Some analysts have suggested that in an economy this hot, wrestling inflation the rest of the way to normal will prove more difficult than the initial cool-down. In other words, the “last mile” on inflation might be the toughest one. Tuesday’s report could give that argument more heft.

“It is too early to declare victory over inflation,” said Torsten Slok, chief economist at Apollo Global Management. He noted that key economic measures like hiring picked back up after the Fed hinted late last year that it was done with rate increases — evidence of the potential risks of backing off too early.

“The last mile will be harder,” Mr. Slok said.

So far, bringing inflation down has been less painful than economists had expected. Many had predicted that it would take a substantial cooling in the economy — and a jump in unemployment — to lower price increases. Instead, inflation has fallen gently even with a strong job market.

The cool-down came partly as supply chains healed. Prices for goods started jumping in 2021 as shipping route and factory disruptions tied to the pandemic left semiconductors, automobiles and furniture in short supply. Those problems have been clearing, allowing goods prices to calm or even drop. Used car prices fell sharply in January, for instance.

But even as goods inflation fell, the question remained: Could service price increases moderate without a broader economic slowdown?

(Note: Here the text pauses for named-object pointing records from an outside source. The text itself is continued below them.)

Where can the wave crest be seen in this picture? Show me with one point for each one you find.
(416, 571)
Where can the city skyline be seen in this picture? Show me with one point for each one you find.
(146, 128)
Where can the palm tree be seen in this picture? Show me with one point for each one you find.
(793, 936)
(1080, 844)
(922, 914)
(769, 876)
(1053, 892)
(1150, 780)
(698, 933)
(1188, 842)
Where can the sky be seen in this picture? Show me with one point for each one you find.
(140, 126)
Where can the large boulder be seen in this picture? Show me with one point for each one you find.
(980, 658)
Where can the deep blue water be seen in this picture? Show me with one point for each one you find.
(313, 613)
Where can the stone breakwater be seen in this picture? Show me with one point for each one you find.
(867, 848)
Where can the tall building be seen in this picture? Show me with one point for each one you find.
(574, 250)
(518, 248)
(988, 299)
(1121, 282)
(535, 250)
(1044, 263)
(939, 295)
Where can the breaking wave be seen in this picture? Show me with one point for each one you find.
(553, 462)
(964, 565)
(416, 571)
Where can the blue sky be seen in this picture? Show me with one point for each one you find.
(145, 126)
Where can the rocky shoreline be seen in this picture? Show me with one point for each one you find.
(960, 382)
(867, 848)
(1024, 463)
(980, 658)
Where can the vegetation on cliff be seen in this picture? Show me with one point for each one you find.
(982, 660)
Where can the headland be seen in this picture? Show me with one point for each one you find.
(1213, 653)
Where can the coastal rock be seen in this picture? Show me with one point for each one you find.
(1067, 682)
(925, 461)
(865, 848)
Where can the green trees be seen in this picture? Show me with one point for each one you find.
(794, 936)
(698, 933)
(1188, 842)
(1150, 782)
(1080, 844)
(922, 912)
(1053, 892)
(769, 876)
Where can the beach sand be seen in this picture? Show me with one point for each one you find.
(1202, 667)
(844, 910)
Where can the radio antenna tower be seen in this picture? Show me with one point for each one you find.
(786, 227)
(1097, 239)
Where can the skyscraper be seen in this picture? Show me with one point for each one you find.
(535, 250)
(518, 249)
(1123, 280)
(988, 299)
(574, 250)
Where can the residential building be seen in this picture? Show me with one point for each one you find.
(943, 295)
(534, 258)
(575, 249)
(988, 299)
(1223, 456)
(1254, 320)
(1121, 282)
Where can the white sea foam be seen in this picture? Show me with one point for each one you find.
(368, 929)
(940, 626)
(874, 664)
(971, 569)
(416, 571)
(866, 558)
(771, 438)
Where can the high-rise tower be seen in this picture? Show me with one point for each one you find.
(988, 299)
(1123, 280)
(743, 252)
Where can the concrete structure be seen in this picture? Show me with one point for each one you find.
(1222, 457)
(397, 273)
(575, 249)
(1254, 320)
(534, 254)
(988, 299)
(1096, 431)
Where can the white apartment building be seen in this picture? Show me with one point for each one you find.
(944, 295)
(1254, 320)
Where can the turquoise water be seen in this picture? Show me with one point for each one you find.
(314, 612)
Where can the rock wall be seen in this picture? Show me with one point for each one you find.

For a while, that seemed to be happening, but the trend stalled out in January. Economists are likely to watch the next several months of data to determine whether that is a blip — or the start of a new and concerning trend.

One services category is likely to remain in especially close focus: housing. Rents have been climbing more slowly in recent months, and many analysts have been expecting that trend to continue as cheaper new leases feed into official inflation figures. Housing makes up such a big chunk of American spending that the expected cooling would help to lower overall inflation.

But January’s report offered reasons for caution. A measure that estimates how much it would cost to rent a house that someone owns — called owner’s equivalent rent — picked up on a monthly basis.

The acceleration “looks at odds with other surveys of rent data that we monitor,” said Blerina Uruci, chief U.S. economist at T. Rowe Price.

On the whole, she said, the report underscores that the Fed will need to remain cautious.

“The main takeaway is that what Powell said during the January press conference was the right strategy,” Ms. Uruci said. “They really need to make sure that inflationary pressures will not re-accelerate before they can cut interest rates.”